This blog came about because an old friend is trying to figure out how Java can do aggressive loop and inlining optimizations, while allowing the loading of new code and setting breakpoints… in that optimized code.
On 2/21/2015 11:04 AM, IG wrote:
Safepoint. I’m still confused because I don’t understand what is the required state at a safepoint that can’t be ensured at any random point of execution. What is in-flight that must be permitted to complete? Given a cycle-by-cycle map you can find all the pointers at *any* cycle – is safepointing just a way to reduce the volume of pointer-locating info?
Reducing OOP-map volume happens, is useful – but is not the main thing being achieved.
It’s flipping backwards from the machine state to the language architected state, unwinding from super-aggressive optimization to reach the theoritical Java (or C/C++) language state at some points. Toooo expensive to preserve that mapping line-by-line, call-by-call, execution-point-by-execution-point. So you keep the mapping at a few places, and optimize the bejeebers out of things in-between. If somebody wants to:
- set a breakpoint in optimized code (yes, works for Java all the time)
- inject new classes, new targets for some virtual-call
then you need to stop the physical machine (actual CPU/Mill) at some place where you can find all the language architected pieces. This mapping is far more complex than the oop/no-oop mapping for GC… but isn’t why you make it rare. You make it rare because you have to hang onto all the language state at these safepoints, but don’t need it between safepoints.
An example might help:
for( int i=0; i<N; i++ ) sum += A[i] // set a breakpoint here, for "i>1e6" or maybe "i>1e7"
So intent is to run awhile… then somebody sets a breakpoint… and wants to inspect “sum”, or change “i” in the debugger, then continue execution. What’s the machine code look like, with no safepoints? Something like this (bogus X86-like assembly code, pardon non-perfection):
... some setup, zero-trip test, range-check on "N" vs "A.length", etc ld RA=&A // Classic strength-reduced pointer into array A add RC,RA,#N*8 // Stopping value of A ld RB=0 // sum loop: ld RD=[RA+off] // Load from A add RB=RB,RD // Sum into RB add RA=RA,8 // Advance our pointer into A cmp RA,RC // Stop when at the end blt loop // RB contains sum
But actually, with some loop unrolling:
... some setup, zero-trip test, range-check on "N" vs "A.length", etc ld RA=&A // Classic strength-reduced pointer into array A add RC,RA,#N*8 & (-1-3) // mask of low 2 bits of iteration - unroll by 4 ld RB=0 // sum loop: prefetch [R1+off+32] // Fetch next cache line... overlap memory & compute ld R0=[RA+off+ 0] // Get 4 values array A ld R1=[RA+off+ 8] ld R2=[RA+off+16] ld R3=[RA+off+24] add R4=R0,R1 // add-tree to allow more parallel adders add R5=R2,R3 // add-tree to allow more parallel adders add RB=RB,R4 // partial sum into RB add RB=RB,R5 // full sum into RB add RA=RA,8*4 // Skip over 4 elements of array A cmp RA,RC // Stop when at the end blt loop ... cleanup code for 0-3 more iterations // RB contains sum
Now I want to break on the “sum += A[i]” line… where is that, exactly, in that unrolled loop?

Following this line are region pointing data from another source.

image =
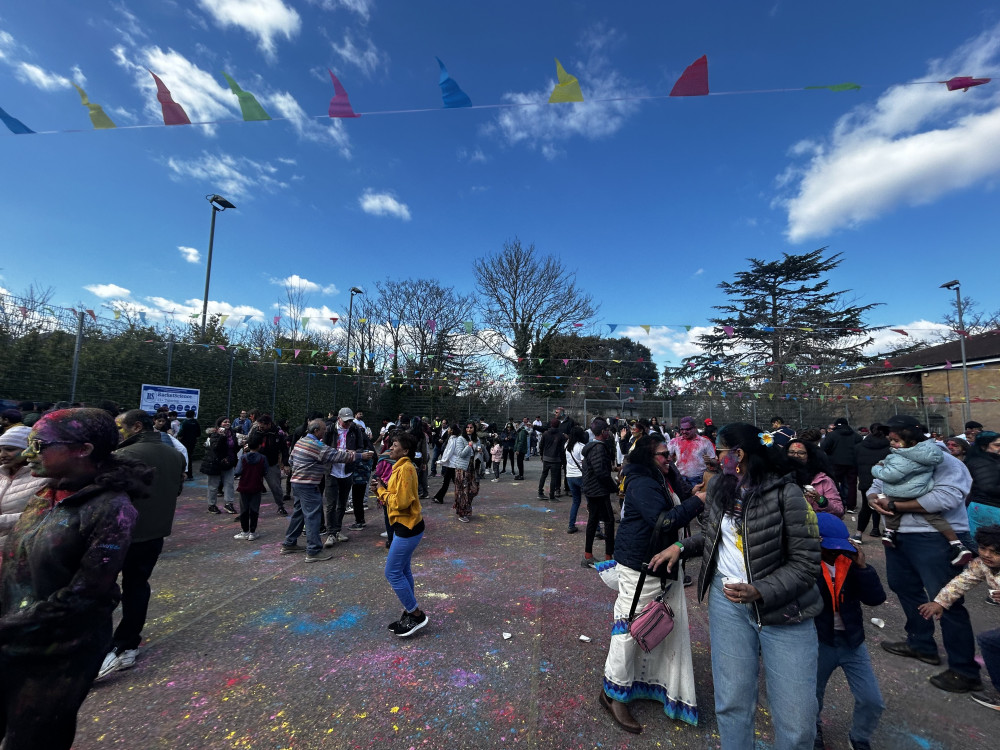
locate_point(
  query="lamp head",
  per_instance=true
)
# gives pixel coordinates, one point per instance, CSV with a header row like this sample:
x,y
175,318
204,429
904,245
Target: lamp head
x,y
219,203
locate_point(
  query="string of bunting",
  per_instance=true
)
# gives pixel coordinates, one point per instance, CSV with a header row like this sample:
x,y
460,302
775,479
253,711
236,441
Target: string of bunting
x,y
692,82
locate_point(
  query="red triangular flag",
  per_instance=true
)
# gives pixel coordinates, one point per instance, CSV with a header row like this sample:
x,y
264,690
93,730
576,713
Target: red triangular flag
x,y
173,113
694,79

And which register contains “i”? (Hint: none of them).
Do I even want to keep a shadow copy of “i” in parallel with my “A” pointer I’m rolling through the loop? It’s pure overhead, unless I breakpoint and want to have some place to read “i”…. but even then I cannot *change* this shadow “i” because it won’t change my “A” pointer.
What about changing N? Do I have enough info in the register mapping to describe all possible kinds of updates I might want to do to register RC when I tweak N? This example is simple, but optimizing compilers can do hella complex code changes.
How does a Safepoint help here? Well, for starters it points out that I do indeed need some way to find “i”, and if I change it then propagate those changes back into the loop. Lets look at this code with a Safepoint in it.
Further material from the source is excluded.